Relative humidity is a variable used to describe the amount of moisture in the atmosphere, and it is defined as the ratio of vapor pressure to saturation vapor pressure (e_s). As the Clausius-Clapeyron equation is normally used to determine e_s, the relative humidity is affected by both temperature and moisture levels. Balloon-based radiosonde (or rawinsonde) sounding is an in-situ relative humidity profile measurement technique extensively used worldwide.

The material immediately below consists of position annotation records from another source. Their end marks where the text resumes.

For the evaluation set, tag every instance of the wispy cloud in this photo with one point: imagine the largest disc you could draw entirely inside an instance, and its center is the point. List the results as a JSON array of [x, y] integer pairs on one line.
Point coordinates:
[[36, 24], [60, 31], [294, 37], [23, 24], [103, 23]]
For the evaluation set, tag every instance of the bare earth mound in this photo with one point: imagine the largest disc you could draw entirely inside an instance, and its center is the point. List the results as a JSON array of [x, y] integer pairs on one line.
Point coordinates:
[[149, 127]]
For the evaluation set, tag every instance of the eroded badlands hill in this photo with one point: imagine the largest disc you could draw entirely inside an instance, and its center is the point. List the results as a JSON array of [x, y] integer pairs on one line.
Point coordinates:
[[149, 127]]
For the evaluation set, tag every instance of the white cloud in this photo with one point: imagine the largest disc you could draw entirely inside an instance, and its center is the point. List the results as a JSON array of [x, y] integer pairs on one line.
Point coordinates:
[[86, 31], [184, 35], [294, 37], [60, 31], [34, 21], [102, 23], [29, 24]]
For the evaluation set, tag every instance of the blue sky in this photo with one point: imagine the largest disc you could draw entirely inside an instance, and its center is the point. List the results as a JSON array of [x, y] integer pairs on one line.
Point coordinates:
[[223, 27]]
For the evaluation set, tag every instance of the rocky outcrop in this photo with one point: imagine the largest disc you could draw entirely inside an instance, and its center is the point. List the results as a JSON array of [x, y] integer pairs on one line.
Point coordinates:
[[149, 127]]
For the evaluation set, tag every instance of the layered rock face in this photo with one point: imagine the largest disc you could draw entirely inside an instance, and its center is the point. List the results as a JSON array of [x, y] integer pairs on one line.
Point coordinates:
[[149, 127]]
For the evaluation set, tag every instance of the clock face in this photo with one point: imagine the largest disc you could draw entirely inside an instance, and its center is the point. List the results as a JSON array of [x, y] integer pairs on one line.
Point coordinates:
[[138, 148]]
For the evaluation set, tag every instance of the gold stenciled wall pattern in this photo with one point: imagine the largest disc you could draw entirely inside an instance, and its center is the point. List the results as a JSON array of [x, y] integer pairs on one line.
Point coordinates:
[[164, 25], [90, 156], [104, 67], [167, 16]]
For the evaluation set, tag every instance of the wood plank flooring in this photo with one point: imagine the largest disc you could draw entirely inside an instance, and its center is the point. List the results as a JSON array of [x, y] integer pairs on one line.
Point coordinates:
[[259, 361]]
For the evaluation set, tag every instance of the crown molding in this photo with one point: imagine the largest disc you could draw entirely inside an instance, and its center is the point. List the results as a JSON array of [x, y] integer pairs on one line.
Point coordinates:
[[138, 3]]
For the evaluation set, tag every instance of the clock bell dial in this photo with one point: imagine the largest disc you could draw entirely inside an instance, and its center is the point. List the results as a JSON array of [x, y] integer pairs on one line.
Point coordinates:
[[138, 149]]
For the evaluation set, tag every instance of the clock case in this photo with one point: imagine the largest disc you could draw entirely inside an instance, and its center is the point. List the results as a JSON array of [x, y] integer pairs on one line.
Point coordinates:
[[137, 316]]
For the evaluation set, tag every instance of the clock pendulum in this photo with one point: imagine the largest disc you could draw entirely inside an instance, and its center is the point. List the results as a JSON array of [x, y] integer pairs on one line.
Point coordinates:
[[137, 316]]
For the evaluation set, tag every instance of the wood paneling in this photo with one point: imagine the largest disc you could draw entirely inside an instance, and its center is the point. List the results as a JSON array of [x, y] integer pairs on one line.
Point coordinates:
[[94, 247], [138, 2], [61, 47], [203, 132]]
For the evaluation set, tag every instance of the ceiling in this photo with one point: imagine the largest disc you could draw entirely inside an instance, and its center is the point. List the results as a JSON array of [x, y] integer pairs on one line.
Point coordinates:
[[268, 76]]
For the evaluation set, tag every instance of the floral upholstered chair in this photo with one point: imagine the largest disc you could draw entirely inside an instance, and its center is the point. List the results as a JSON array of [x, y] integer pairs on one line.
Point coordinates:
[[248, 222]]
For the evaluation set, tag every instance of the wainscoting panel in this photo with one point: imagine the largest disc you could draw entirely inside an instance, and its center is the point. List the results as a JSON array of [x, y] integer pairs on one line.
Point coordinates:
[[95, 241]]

Typically, to improve forecasting performance, radiosonde data are used to assimilate and validate numerical weather prediction models [1,2,3] and to monitor long-term climate changes in the atmosphere [4,5]. Additionally, radiosonde observations have been widely used to validate data of relative humidity products from infrared and microwave remote sensing measurements [6,7,8,9]. Furthermore, radiosonde soundings have also been used as reference profiles for radiative transfer models or ideal numerical model simulations [10,11]. The radiosonde soundings can be directly compared with aircraft-based and dropsonde in-situ observations [12,13]. Since the radiosonde data are used as core observation in various observation campaigns, such as the Atmospheric Radiation Measurement (ARM) [14], the Global Climate Observing System (GCOS) Reference Upper-Air Network (GRUAN) [15], Tropical Ocean Global Atmosphere Coupled Ocean Atmosphere Response Experiment (TOGA COARE) [16], Tropical Rainfall Measuring Mission Large-scale Biosphere–Atmosphere (TRMM-LBA) [17], Southern China Monsoon Rainfall Experiment (SCMREX) [18], research can be further expanded through synergy with other datasets during field observations.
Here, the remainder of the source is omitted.